Dr. Kazempour began his career as a mathematical statistician working at the Genetics Institute in 1975. He has worked in various therapeutic areas in multiple capacities, including as a presenter to the Food and Drug Administration, as an FDA reviewer, and as a sponsor representative in diverse areas including anti-infective, AIDS, cardiovascular diseases, vaccines, and wound healing. He has chaired, established, presented to, and participated in, several Data Safety Monitoring Boards for compounds within his area of expertise, and has authored and refereed publications and technical reports both in and for mathematical statistical journals as well as clinical literature.
His expertise has earned him multiple recognition awards from the FDA for his contributions to the drug approval process, particularly for his work on HIV and AIDS clinical trial designs and analyses. He has designed and presented to the FDA meetings and FDA advisory committees on more than 100 different clinical trials and medical devices ranging from Antiviral, HIV, and septic shock, to diabetics and wound healing.
Question: You have received multiple recognition awards from the U S Food and Drug Administration for your contributions in the drug approval process. What are your most significant accomplishments that led to this recognition?
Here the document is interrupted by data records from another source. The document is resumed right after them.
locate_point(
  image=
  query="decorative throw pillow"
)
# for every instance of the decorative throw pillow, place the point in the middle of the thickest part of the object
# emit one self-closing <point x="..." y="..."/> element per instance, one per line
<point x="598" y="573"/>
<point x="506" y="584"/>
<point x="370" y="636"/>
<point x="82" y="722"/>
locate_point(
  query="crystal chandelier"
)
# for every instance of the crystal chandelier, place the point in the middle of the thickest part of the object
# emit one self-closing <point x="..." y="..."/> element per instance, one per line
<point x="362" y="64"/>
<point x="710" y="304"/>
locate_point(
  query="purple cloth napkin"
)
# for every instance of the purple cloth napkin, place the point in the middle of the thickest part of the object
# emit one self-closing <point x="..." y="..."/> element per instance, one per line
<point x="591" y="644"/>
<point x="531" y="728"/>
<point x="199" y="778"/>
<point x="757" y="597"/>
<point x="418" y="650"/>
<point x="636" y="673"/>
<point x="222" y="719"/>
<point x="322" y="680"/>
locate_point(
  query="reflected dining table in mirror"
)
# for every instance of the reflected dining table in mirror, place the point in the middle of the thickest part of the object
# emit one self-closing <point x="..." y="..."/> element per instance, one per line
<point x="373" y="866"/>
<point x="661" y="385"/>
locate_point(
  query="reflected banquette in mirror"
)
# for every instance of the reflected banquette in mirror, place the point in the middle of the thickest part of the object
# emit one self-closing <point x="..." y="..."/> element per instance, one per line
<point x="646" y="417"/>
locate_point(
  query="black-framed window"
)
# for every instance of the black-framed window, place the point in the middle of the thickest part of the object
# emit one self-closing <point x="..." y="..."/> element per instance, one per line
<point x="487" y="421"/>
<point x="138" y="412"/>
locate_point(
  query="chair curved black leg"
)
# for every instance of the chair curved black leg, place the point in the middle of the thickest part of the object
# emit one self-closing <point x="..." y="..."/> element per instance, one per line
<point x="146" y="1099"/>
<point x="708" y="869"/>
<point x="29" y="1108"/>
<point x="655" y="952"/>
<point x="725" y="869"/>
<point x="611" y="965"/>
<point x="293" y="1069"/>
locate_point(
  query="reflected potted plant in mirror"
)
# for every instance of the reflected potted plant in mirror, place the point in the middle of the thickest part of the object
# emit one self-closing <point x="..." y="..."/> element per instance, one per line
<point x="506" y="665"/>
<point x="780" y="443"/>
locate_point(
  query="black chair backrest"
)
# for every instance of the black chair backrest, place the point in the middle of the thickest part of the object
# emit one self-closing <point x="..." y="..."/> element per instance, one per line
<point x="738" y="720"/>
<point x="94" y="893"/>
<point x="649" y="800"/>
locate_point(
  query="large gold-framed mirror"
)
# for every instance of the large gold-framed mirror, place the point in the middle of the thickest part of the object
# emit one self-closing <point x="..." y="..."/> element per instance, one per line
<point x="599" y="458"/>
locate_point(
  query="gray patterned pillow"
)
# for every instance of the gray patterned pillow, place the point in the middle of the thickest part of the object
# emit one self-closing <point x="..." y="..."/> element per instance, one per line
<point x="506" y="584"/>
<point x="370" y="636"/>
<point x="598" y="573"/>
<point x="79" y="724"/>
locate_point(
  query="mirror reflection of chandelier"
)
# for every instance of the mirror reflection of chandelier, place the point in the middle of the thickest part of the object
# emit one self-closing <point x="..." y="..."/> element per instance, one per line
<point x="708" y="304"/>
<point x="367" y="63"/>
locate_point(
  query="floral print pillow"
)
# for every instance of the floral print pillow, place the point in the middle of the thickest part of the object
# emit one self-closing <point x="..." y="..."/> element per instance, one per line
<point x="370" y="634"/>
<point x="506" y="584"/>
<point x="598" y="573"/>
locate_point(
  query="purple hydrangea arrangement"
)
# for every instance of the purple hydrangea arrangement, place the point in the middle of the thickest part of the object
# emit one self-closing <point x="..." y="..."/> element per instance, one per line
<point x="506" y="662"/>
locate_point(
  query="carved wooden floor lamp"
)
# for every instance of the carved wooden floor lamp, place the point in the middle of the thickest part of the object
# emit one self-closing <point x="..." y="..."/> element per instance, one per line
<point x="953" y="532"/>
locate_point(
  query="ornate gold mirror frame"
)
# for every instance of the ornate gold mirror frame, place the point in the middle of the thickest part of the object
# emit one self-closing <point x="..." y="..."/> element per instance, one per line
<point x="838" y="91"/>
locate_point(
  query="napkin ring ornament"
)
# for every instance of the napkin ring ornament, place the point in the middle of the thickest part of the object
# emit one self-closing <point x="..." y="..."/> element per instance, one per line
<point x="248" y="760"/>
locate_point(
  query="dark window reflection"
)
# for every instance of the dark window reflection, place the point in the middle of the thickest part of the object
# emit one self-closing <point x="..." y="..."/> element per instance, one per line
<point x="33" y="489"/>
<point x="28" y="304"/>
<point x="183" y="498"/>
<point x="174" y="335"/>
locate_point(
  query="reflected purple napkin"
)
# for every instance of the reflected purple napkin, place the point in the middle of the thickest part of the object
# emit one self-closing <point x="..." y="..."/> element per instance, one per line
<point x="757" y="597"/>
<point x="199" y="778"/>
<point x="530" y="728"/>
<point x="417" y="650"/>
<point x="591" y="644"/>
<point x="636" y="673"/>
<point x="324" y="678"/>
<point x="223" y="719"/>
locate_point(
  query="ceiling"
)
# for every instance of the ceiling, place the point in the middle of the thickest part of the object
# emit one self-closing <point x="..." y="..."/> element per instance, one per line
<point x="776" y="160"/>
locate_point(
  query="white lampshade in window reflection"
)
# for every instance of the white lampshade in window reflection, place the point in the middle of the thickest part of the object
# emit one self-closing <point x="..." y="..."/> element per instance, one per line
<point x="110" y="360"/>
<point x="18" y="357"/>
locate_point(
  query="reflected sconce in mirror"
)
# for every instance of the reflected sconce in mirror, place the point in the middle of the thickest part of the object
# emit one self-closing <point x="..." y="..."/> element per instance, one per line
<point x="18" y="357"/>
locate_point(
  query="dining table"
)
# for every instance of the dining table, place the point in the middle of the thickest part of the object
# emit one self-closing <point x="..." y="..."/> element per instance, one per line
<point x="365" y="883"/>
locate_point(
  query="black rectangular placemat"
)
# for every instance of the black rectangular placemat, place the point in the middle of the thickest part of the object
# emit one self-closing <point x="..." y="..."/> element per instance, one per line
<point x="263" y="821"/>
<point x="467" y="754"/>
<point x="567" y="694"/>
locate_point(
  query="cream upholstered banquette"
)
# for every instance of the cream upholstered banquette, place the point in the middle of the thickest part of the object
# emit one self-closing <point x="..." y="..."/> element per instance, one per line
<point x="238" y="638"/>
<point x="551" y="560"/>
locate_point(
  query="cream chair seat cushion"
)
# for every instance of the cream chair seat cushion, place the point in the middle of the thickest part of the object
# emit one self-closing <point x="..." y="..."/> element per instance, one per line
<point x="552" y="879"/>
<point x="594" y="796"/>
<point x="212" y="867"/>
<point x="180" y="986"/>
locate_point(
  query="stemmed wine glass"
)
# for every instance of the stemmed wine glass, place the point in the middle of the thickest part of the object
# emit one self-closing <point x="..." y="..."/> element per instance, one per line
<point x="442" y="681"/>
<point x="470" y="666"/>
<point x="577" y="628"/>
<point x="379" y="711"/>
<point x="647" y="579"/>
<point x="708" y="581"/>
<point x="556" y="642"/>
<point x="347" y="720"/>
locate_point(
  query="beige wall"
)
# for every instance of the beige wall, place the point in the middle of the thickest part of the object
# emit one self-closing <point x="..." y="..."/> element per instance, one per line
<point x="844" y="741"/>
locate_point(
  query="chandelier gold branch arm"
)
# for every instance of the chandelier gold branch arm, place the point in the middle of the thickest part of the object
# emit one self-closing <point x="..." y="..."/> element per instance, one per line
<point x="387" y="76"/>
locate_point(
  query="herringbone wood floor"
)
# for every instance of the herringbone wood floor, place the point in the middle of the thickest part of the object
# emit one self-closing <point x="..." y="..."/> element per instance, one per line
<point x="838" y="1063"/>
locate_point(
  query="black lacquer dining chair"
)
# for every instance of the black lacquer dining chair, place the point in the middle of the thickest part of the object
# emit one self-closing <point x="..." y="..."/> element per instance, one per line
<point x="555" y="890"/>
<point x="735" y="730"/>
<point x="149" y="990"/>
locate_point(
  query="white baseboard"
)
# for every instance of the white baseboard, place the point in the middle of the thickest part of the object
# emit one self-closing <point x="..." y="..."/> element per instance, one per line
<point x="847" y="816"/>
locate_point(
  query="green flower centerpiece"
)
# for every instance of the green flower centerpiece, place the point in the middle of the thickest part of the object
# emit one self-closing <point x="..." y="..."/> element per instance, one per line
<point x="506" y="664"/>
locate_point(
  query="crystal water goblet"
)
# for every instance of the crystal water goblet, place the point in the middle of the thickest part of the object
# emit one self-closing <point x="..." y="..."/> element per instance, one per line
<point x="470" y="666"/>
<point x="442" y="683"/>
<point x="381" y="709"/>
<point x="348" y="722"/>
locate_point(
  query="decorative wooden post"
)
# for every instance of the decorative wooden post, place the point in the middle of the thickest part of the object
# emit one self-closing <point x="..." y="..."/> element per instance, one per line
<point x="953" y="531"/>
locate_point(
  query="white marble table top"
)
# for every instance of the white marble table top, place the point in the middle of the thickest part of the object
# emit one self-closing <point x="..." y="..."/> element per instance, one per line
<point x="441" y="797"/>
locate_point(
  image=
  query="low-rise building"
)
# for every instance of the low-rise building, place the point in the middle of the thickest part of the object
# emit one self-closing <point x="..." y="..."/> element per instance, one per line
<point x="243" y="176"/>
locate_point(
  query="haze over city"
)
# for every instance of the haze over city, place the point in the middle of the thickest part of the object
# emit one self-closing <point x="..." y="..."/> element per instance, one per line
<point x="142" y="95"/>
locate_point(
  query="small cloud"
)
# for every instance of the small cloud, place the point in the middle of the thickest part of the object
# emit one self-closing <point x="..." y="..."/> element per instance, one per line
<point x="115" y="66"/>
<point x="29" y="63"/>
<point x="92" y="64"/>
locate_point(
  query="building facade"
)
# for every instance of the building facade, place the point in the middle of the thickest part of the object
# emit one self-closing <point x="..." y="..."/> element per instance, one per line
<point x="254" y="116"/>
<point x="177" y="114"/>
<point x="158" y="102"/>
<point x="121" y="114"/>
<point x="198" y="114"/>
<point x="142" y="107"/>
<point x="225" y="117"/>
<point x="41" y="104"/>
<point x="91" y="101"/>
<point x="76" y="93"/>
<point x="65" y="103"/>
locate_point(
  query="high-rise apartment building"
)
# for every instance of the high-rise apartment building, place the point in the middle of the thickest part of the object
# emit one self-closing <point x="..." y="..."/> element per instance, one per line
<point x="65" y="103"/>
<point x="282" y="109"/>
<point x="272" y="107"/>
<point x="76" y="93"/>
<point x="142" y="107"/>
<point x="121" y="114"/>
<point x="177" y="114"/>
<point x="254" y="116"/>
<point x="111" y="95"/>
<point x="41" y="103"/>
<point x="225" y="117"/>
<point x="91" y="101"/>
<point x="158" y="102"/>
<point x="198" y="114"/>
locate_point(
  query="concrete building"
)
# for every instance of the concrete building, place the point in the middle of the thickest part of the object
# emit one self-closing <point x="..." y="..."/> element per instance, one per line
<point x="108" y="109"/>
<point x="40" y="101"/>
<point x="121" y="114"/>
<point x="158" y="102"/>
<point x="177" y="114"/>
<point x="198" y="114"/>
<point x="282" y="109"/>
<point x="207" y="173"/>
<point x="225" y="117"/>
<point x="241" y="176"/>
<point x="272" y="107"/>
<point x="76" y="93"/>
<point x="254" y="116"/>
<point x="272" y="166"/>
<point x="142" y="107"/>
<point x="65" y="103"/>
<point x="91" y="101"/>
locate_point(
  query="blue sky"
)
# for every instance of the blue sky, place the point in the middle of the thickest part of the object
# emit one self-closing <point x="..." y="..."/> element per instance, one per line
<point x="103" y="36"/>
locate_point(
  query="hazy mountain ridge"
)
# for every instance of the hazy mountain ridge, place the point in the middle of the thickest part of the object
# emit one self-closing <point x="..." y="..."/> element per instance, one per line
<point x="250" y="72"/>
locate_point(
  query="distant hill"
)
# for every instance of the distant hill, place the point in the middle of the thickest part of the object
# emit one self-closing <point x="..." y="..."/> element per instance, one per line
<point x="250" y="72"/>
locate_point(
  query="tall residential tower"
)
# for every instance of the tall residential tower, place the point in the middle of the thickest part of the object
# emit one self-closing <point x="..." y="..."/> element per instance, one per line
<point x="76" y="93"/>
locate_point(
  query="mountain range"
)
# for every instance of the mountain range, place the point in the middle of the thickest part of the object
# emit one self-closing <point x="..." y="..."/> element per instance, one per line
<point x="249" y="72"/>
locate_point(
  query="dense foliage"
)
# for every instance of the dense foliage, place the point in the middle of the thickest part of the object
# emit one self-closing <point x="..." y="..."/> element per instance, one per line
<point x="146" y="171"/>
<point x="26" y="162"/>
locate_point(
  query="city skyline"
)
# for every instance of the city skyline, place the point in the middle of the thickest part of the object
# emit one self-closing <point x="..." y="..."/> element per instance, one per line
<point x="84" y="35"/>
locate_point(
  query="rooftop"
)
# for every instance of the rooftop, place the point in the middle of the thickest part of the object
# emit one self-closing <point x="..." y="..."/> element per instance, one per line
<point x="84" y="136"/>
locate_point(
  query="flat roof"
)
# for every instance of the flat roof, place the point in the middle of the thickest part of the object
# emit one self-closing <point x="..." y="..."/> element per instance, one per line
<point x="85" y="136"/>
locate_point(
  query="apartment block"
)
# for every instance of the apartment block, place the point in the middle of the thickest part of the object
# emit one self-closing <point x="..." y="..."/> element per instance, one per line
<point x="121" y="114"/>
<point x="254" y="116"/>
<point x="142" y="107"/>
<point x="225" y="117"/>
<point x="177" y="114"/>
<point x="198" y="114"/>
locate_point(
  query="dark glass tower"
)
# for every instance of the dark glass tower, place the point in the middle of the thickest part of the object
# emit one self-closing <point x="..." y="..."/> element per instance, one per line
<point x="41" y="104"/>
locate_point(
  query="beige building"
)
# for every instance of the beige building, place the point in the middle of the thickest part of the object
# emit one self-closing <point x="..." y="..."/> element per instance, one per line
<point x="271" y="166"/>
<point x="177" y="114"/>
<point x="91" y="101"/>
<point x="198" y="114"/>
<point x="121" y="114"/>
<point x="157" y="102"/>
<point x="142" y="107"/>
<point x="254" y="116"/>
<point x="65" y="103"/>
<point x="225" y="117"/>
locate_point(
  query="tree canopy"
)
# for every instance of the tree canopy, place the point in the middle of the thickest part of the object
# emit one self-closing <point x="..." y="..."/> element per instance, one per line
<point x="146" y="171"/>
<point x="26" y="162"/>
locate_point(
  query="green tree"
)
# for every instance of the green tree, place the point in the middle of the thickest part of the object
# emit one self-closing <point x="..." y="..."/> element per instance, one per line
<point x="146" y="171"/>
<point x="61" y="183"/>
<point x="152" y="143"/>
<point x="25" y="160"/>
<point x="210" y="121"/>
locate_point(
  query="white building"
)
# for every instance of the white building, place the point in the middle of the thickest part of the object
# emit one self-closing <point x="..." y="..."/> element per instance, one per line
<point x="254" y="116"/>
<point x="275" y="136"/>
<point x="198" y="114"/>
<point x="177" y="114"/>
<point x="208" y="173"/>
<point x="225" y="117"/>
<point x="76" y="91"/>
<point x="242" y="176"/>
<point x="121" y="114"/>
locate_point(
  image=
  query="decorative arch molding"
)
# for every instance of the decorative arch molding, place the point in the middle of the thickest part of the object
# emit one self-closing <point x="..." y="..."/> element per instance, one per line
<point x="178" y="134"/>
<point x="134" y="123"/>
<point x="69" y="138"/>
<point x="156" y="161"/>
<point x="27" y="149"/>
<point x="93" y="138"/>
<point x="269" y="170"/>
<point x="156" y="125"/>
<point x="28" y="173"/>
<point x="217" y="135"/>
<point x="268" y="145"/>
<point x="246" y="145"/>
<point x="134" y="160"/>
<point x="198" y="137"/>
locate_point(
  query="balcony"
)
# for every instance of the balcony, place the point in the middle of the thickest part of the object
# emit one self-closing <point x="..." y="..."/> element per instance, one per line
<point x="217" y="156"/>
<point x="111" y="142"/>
Answer: All of the recognition awards from the US Food and Drug Administration (FDA) were related to my work and contributions to HIV and AIDS drug development and approval during my FDA tenure as statistical reviewer for the Center for Drug Evaluation and Research (CDER). This division of the FDA is responsible for assuring that HIV drugs are safe and effective for use by people in the U S.
My tenure with the FDA began after several years with various US universities where I taught statistics, and employment with several US pharmaceutical companies. Most importantly, my work commenced at the beginning of the HIV epidemic when drugs for HIV and AIDS were first being developed; i.e., in the late 1980’s. These drugs included AZT, ddI and ddC which were the first drugs developed. In fact, throughout my FDA tenure, I was heavily involved in the review and the assessment of the safety and efficacy for these early and for subsequent HIV/AIDS drugs.
Then, as now, human clinical trial(s) incorporating a primary endpoint to judge the effectiveness of a drug were required for FDA approval. Given that HIV and AIDS were unknown disease entities and the mechanism of the disease in humans was unknown at the time, the only endpoint or “proof” that a drug was effective against the disease was the prolongation of life. It was obvious to many involved in the drug approval process that it required too much time and was too expensive given the urgent need for effective and safe medications to stem the spread and prevent the needless deaths that were occurring at a phenomenal and exponential rate. It was, therefore, imperative that a substitute or “surrogate endpoint,” to be discovered. I was heavily involved in the FDA acceptance of surrogate marker to be used as an alternative to the “endpoint of death” in clinical trials.
This quest involved the evaluation of a myriad of biological lab and clinical results that were being submitted to the FDA via the drug approval process. My position as statistical reviewer for these drugs allowed me access to extensive data. The challenge was to prove statistically that there existed either a biological or clinical objective measurement that correlated (or responded) in the same fashion as the endpoint of death. After many hours and days/nights we managed to establish correlation of CD4 cell with mortality of HIV/AIDS patients as an acceptable regulatory endpoint.
I can't think of a better person to work on the BLA application as has all the relevant experience including being a former FDA reviewer !!!
Now, in a more serious vein, I believe Dr. Nader trip to the East coast was to pay a personal visit to Amarex and find out wat was going on with the BLA. As he said once: he can't sleep until this is done.